The thought of having to wait one more month to “try again” is painful. Also, when you’ve lost a baby and you’re trying to get pregnant again, the very sight of a pregnant woman feels like daggers in your eyeballs (okay, that’s very dramatic, but I did feel a stabbing pain in my heart when I saw a pregnant woman, a baby, or any child really).
When you ask a mother of twins if she went through IVF, you have no idea about the years of pain leading up to attempting fertility treatment. It’s not as though people wake up one day and say, “I’m going to try IVF!” There’s almost always a sad story on the path towards that decision.
When you ask a twin mum if her twins are “natural” it feels like you’re really asking why you needed help to do something that most people do easily. Even if you’re just being innocent and curious, it feels like you’re prying, or making us feel like we’re being judged somehow.

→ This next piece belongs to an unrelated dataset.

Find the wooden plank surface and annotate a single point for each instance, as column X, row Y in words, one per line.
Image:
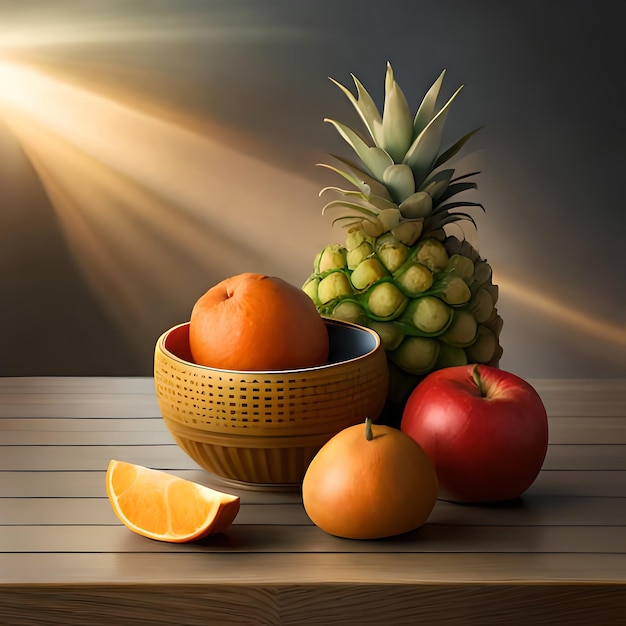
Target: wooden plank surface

Whenever someone asked one of my friends if her twins were “natural”, she would always reply “no, they’re aliens.” I wish I’d had the nerve to use that comeback, but I never did.
Two women in my mother’s group had conceived via IVF and they’d had singleton babies – yet they told me nobody had ever asked them if they had had IVF. So next time you see a twin mother, think twice before you ask her if her babies are “natural.”
If she’s anything like me, you’ll be sticking one more needle in her bubble of joy.
And if you feel the need to chat, just tell her her babies are cute. Help her find some Clinkers. Smile at her babies. They’re alive, they fill her life with joy. That’s all you need to know.